The product, with the two modules Deep Discovery Inspector and Deep Discovery Analyzer, provides flexible protection against unknown threats. It detects network threats, conducts user-defined sandbox simulations, and generates real-time analyses and reports. Defense mechanisms can therefore be quickly adapted as an effective response.
Using such a solution requires comprehensive knowledge of the many protocols and types of network connections available, as well as of what can be done with these. Systemhaus Krick therefore works in cooperation with the experts at Trend Micro. The provider offers extensive expertise and experience not only with sandbox analyses but also, most important, with the processing and classification of the results of such analyses.
“A security incident occurred during the test phase,” CEO Krick reports. “It was lucky that we were using Deep Discovery, as the solution detected the threat and was able to prevent the situation from spiraling.”
The incident began when a user received an email with a seemingly trustworthy link to a file containing details about a T-Mobile invoice. The user clicked on the link and triggered the download of malware from the Internet. None of the antivirus solutions detected the virus, but Deep Discovery Inspector reacted as the file download ran through a LAN segment that was monitored by the software.
The software’s Advanced Threat Scan Engine (ATSE) rated the file as suspicious and sent it to Deep Discovery Advisor’s sandbox for analysis. The file was executed in the sandbox and the analysis of the file’s activities, such as the addition of autorun in the registry, enabled the engineers to identify it as malicious code.
founder and CEO, Systemhaus Krick
The analysis findings were recorded in a report and immediately forwarded to the administrators responsible. Their lists of user addresses enabled them to find the machine where the file had been downloaded. They quickly initiated countermeasures in the relevant terminal server profiles.
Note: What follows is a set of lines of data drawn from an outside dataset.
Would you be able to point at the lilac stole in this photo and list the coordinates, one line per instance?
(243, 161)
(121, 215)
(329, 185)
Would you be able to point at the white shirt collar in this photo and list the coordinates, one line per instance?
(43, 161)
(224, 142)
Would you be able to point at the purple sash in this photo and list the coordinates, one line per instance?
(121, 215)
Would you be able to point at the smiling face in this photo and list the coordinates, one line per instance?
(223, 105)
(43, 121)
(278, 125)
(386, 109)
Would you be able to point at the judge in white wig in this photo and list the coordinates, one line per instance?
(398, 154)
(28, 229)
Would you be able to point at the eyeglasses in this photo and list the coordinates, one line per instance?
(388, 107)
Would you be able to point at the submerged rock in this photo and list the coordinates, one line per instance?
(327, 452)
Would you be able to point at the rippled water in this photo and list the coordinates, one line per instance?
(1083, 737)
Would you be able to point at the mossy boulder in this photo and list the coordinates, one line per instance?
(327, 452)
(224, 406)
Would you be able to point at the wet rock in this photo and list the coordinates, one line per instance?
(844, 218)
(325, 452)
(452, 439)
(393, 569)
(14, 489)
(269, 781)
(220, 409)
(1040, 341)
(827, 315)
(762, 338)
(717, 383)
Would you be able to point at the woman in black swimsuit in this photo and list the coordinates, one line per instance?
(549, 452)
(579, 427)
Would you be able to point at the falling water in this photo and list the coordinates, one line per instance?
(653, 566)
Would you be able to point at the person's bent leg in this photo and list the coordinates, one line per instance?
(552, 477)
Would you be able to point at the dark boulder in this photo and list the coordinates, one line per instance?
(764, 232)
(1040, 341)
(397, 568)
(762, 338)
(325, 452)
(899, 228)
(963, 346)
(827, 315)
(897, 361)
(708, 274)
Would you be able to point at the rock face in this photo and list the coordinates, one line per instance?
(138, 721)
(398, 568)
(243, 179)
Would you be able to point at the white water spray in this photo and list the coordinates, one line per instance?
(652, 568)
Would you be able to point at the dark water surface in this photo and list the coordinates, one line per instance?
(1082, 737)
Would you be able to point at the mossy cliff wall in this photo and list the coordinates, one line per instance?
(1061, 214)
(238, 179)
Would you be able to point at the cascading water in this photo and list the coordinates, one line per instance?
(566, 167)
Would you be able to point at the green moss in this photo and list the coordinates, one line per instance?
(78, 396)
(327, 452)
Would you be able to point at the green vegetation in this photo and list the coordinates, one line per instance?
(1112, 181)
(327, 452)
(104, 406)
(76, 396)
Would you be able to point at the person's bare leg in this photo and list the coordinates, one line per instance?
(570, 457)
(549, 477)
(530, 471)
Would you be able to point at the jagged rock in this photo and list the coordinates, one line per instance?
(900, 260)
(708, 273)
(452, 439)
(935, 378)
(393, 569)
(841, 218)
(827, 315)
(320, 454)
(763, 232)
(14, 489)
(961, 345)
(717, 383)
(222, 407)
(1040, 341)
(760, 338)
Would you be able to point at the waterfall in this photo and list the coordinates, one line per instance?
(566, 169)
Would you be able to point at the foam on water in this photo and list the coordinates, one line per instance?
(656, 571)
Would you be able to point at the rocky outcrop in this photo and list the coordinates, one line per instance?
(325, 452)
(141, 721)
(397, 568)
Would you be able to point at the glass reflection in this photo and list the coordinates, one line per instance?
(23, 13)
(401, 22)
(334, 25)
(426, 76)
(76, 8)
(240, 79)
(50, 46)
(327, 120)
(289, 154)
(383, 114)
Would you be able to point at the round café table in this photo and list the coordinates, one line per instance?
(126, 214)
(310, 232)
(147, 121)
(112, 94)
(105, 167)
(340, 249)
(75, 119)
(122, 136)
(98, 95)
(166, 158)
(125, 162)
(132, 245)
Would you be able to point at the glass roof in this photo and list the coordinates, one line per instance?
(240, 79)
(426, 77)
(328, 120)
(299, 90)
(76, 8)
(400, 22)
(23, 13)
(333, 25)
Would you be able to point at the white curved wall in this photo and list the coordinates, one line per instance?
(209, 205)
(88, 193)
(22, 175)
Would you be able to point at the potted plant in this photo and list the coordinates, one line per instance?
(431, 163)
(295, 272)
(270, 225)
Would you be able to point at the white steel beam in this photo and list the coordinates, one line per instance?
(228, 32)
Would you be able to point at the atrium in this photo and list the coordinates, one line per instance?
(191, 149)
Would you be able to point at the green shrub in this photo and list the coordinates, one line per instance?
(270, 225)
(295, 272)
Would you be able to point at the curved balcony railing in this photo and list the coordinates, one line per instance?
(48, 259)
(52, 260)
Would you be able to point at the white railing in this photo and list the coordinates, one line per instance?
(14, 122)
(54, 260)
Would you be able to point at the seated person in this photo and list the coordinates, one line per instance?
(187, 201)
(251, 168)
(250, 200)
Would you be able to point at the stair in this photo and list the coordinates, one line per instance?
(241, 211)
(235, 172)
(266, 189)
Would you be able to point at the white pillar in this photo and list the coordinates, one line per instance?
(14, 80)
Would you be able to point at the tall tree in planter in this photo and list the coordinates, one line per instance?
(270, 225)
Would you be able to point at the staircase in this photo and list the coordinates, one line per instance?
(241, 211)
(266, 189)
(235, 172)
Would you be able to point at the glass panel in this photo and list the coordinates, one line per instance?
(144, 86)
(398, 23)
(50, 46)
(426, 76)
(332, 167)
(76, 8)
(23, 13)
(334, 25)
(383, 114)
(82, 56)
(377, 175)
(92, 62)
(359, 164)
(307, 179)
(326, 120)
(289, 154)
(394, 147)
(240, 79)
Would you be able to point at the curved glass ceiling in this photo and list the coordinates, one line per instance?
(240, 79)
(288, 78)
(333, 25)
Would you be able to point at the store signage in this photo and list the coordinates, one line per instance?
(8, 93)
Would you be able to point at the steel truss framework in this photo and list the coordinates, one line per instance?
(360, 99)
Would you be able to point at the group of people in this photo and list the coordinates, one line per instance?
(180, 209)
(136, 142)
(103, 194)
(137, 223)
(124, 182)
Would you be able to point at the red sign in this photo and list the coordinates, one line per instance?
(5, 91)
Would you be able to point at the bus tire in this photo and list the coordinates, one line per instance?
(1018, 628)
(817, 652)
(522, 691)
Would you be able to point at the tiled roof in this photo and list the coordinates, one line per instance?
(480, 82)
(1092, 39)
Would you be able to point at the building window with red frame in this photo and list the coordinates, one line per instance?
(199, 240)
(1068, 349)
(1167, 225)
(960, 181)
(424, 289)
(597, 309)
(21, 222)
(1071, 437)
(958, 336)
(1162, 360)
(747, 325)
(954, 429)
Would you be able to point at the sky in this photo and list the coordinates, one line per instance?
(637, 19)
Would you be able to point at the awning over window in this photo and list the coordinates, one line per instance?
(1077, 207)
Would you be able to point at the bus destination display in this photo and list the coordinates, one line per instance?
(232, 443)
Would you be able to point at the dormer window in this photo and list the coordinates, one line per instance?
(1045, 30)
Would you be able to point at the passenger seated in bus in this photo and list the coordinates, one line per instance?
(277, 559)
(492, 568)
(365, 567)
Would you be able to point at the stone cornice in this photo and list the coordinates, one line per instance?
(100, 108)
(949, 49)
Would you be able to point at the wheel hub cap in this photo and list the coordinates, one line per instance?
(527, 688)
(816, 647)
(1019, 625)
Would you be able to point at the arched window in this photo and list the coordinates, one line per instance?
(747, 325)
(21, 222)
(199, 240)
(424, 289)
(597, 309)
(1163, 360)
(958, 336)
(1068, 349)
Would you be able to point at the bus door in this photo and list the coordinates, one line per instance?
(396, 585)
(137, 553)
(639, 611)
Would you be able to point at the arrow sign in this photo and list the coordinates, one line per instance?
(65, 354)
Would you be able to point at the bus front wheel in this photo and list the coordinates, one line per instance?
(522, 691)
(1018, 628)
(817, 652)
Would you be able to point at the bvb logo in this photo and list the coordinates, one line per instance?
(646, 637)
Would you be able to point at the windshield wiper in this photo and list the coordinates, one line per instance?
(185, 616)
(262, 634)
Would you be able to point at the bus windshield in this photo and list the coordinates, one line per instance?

Following this incident during the Deep Discovery test phase, the company decided to use the solution in its own infrastructure. Reflecting on the experience, Krick says “this security incident clearly highlighted to us that we need a complete rethink in terms of security. We can no longer prevent all attacks or rely on exact detection rates from antivirus software. These come too late.” The CEO is also aware that data thieves are now extremely clever and use malware variants that are sent to specifically selected addresses. As soon as security manufacturers get a sample, that means there’s already been at least one victim.
“The Advanced Threat Scan Engine plays a key role in providing protection against unknown threats”, emphasizes Michael Tants, Security Consultant at Trend Micro and member of the EMEA TrendLabs Team for Research and Analysis. “It can use highly aggressive heuristics to detect suspicious files, even if this often results in false positives.” According to the specialist, this is because wrong decisions by the engine have no major impact as, unlike conventional threat scan engines, they do not alter the users’ systems in any way. The ATSE only decides whether an analysis should be conducted in the sandbox. On the other hand, Tants says that it is essential for potential victims to be warned as soon as possible, even if the malware has not yet been precisely identified.
“The only solution to the problem is to allow unknown malicious code to get through and to establish the facts as quickly as possible based on analyses,” the CEO concludes. “These facts can then be used to make responsible decisions about suitable reactions in order to restore systems to a trusted state.”
Robert Krick has also included the Trend Micro solution in his company’s product range. However, the test run also showed that a great deal depends on the interpretation of the analyses of suspicious activities and the resulting instructions for action. Not all users have the experience and expertise required to ensure that these responses are always adequate. “We want to offer our customers more added value in this regard,” the CEO explains. “We take on responsibility for analyzing and evaluating the data as a managed service and supply customers with final results and recommended actions to protect them against targeted attacks.” Talks with users have identified a definite need for such services. Some users even recognized the social engineering involved in the attack, as they too had received the same email. Users have been benefiting from this service since April 1, 2014.